On our first visit to Istanbul in 1997 we stayed at the Alaaddin Guest House in Sultanahmet. This neighbourhood gets its name from the Blue Mosque (The Sultan Ahmed Camii) that is just around the corner. We long ago decided to always stay in the old city centres where we would be the close to the touristic attractions. We enjoy walking around in the evenings and experiencing the places where locals and tourists converge. And after dinner it is convenient to be near the place where you stay. After all, sightseeing and dining out can be exhausting activities!
We seldom stay in luxurious international hotels. Over the years we have learnt to trust the Lonely Planet guides. Later came the internet and we started to use Tripadvisor (http://www.tripadvisor.com/) with good results. We had memorable stays in less expensive pensions and guest houses. It is important to do your research and to read what other travellers say about their experience at a small hotel, guesthouse or pension. We only had a few disappointments over the years. We usually find them good value for money, small, clean and well managed. The owners are usually knowledgeable and helpful. Be sensitive to the price they charge. If it is too good to be true, it is.
We arrived on a Sunday morning. The Alaaddin was situated in a quiet street, Akbiyik Caddesi, among a number of other pensions, small hotels, backpacker hostels and little shops. It was everything that we wanted. Looking out from our bedroom window, one had a view of the Magnaura Restaurant across the road. A little girl was waving from a window across the street, calling hallo. We still remember finding a Land Rover called Boomslang, all the way from South Africa, parked in front of a backpacker hostel the next morning! We enjoyed our sightseeing during the day and our evening meals at a small restaurant just behind the Blue Mosque. There was a cat with her kittens that were fed every night by the restaurant staff.

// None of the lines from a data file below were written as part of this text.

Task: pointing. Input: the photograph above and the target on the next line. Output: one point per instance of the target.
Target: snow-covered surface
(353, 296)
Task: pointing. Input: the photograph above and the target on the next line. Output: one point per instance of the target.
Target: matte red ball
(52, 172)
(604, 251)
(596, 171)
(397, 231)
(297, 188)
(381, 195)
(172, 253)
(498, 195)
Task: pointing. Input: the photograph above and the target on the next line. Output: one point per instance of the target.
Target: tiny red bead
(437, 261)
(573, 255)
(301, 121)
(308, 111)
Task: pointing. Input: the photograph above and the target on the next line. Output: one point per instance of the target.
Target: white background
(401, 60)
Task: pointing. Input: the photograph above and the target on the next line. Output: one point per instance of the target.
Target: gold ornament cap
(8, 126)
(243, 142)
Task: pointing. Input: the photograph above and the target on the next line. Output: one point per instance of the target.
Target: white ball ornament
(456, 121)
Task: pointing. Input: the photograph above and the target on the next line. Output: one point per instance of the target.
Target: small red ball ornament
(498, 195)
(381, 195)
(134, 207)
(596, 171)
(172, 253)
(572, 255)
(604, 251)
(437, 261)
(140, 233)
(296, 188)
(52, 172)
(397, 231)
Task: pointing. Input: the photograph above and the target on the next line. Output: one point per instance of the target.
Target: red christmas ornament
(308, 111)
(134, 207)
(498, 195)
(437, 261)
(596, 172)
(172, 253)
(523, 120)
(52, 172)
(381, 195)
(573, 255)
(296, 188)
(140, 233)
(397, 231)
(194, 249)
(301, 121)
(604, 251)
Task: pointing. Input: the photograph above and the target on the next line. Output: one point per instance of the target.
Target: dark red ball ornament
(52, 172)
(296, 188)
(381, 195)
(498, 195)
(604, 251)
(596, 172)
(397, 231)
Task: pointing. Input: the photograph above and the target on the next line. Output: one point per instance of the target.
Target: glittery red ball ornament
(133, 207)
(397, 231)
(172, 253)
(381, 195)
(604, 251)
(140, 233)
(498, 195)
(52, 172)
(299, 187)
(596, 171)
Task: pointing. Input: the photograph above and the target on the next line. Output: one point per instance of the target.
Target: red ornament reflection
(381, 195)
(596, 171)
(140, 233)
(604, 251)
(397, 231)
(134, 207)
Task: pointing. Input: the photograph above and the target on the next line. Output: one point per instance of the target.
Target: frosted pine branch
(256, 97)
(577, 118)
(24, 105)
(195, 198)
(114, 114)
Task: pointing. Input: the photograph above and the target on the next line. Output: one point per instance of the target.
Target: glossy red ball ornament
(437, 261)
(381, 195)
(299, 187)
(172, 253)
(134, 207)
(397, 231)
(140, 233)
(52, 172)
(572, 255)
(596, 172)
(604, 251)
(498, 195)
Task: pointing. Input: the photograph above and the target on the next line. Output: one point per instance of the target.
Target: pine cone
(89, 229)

That Wednesday morning we woke up to new sounds from the street below. It was the Wednesday street market! And what a feast for the eyes! Mounds of feta cheese, different kinds of olives, fresh vegetables and fruit were displayed under a makeshift canvas canopy. Moustached Turks and women with headscarves were buying, selling, talking, shouting and drinking tea (and smoking!) all day long. The Wednesday market was an unexpected bonus.
When we were planning our second visit to Istanbul in 2010, we wanted to stay in the same area because it is so near to all the things we as tourists wanted to see. The Alaaddin was there no more. We decided to stay at the Hanedan Hotel (it is more of a pension than a hotel) just around the corner. But what a surprise we had when we saw how the quiet street and the whole neighbourhood changed in 13 years! It was now a very smart, pedestrian street with a number of (expensive) restaurants, smart hotels, pensions and shops catering for tourists. A few of the buildings were still recognisable, but most of them have received a facelift.
We enjoyed looking for a different restaurant every night. We would read the menus, talk to the staff if they came to us as we were studying the menu and in the end decide on one. It was a totally different experience than before, but nothing stays the same. We were impressed by some of the fare we sampled. One night we had Meze (see the picture below) that was beautifully presented! What a privilege to observe and to taste and to experience the unfamiliar. We love Turkey and hope to return one day. It is something completely different to other countries we have visited. Here in Istanbul West meets East at the Bosphorus. Apart from all the buildings of great historical interest, the sheer energy of the city and the hardworking Turks, overwhelms you.